Thursday, October 30, 2008

Societe Generale gets Hassled


Societe Generale isn’t scheduled to release it’s fiscal third quarter 2008 earnings until November 6, but the bank has been forced to mount an advertising campaign in the amidst of a stingy credit market and swirling rumors of insolvency. If the rumors prove unfounded, then they were probably triggered by the $10 billion capital injection into ING.

Societe Generale SA, France’s second-biggest bank by market value, fell to its lowest level in 5 1/2 years in Paris trading on speculation the lender may have to raise new capital.

The stock fell 1.37 euros, or 3 percent, to 43.93 euros, its lowest level since March 2003. The shares have lost 53 percent this year, slashing Societe Generale’s market value to 26 billion euros ($34.6 billion).

“Rumors of a capital increase persist,” Yann Azuelos, a fund manager at Meeschaert Asset Management in Paris, said in a phone interview today.

ING Groep NV, the biggest Dutch financial-services firm, will get a 10 billion euro lifeline from the Netherlands after mounting credit-market losses drove the stock to a 13-year low, the Amsterdam-based company said yesterday.

“The news on ING also is hurting Societe Generale today as well as the shares of other banks,” said Azuelos. BNP Paribas SA lost 6.2 percent to 52.46 euros, while Credit Agricole tumbled 2.7 percent to 10.20 euros.

Previously management guided the third quarter 1 billion euros ($1.35 billion) profit for the third-quarter and denies the rumors attributing significant losses in its structured products activities in recent days, which would require a recapitalization of the bank.
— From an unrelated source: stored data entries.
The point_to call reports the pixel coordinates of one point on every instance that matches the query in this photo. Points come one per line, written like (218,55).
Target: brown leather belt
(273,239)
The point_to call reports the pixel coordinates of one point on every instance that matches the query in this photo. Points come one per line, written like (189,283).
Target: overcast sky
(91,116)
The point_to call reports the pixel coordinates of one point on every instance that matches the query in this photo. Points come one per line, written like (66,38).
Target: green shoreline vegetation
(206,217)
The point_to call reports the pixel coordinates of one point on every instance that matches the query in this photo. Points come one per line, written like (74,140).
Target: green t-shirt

Societe Generale on Monday said it expects a third-quarter net income, excluding items, of 1 billion euros ($1.35 billion) and stressed that it had not experienced significant losses despite rumors circulating in the market. “At this time, the group has not experienced significant losses on its structured products activities, which would necessitate a recapitalization of any kind,” said Societe Generale in a statement. The French financial group also said it has reduced risky assets and have strengthened its hedging levels during the quarter and as of Sept. 30, its Tier One ratio, or its capital adequacy ratio, is over 8%. Societe Generale is scheduled to release third-quarter earnings Nov. 6.